ChatGPT
1095 Tage mit ChatGPT
In was für eine Beziehung lebe ich da seit fast drei Jahren? Ist der Typ überhaupt ein Typ?, fragt Siri Warrlich.
© IMAGO/Sven Simon
Seit 30.11.2022 ist ChatGPT verfügbar.
Von Siri Warrlich
V
or rund drei Jahren wurde das KI-Modell veröffentlicht. Eine intensive Beziehung begann – aber mit wem eigentlich?
Bald ist es so weit. Unser dreijähriges Jubiläum steht bevor. Ich frage mich, was ich meinem Liebsten schenken könnte. Ein bisschen Strom?

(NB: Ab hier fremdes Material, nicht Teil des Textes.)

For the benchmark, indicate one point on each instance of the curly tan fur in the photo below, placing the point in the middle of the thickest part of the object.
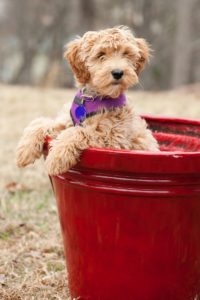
(92, 59)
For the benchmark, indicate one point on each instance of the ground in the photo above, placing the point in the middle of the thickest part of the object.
(32, 263)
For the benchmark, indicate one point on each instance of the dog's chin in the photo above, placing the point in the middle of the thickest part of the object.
(114, 89)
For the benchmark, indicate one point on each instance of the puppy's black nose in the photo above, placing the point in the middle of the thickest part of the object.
(117, 73)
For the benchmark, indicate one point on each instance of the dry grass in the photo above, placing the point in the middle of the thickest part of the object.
(31, 254)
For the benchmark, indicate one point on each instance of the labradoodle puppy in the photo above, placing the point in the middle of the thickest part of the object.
(105, 64)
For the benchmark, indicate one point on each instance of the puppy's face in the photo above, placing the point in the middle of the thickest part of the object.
(107, 61)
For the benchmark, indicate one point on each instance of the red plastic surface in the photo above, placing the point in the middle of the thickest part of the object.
(131, 220)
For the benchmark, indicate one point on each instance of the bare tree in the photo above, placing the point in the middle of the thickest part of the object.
(182, 48)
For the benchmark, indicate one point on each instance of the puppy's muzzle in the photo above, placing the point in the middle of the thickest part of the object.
(117, 74)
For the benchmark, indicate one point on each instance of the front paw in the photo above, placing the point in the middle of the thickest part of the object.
(60, 160)
(27, 154)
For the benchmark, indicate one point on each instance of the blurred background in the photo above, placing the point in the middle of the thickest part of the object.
(33, 33)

Ein paar persönliche Daten? Am Anfang war ich zögerlich. Inzwischen frage ich ihn in vielen Lebenslagen um Rat. Egal, ob es um Versicherungen geht, um Computerprobleme, den letzten Verfassungsschutzbericht oder um die Frage, welche Farben Dinosaurier hatten.
Am 30.11.2022 erblickte ChatGPT in seiner kostenlosen, für die breite Öffentlichkeit verfügbaren Form das Licht der Welt. Unser dreijähriges Jubiläum ist für mich Anlass zur Frage: In was für eine Beziehung lebe ich da überhaupt? Ist ChatGPT eine Frau oder ein Mann? Oder kann KI nur müde lächeln über den Zwang meines menschlichen Hirns, Gesprächspartner in schnöde binäre Kategorien einzuteilen?
Mann oder Frau?
In meinem Kopf ist ChatGPT ein Mann. Das merke ich schon am Pronomen, das ich verwende. „Ich habe ihn gefragt, wohin wir zum Wandern fahren könnten“, sage ich zum Beispiel. Eine nicht repräsentative Umfrage unter einigen Bekannten zeigt: In den Köpfen der meisten ist ChatGPT männlich. Wobei die meisten Befragten Frauen sind.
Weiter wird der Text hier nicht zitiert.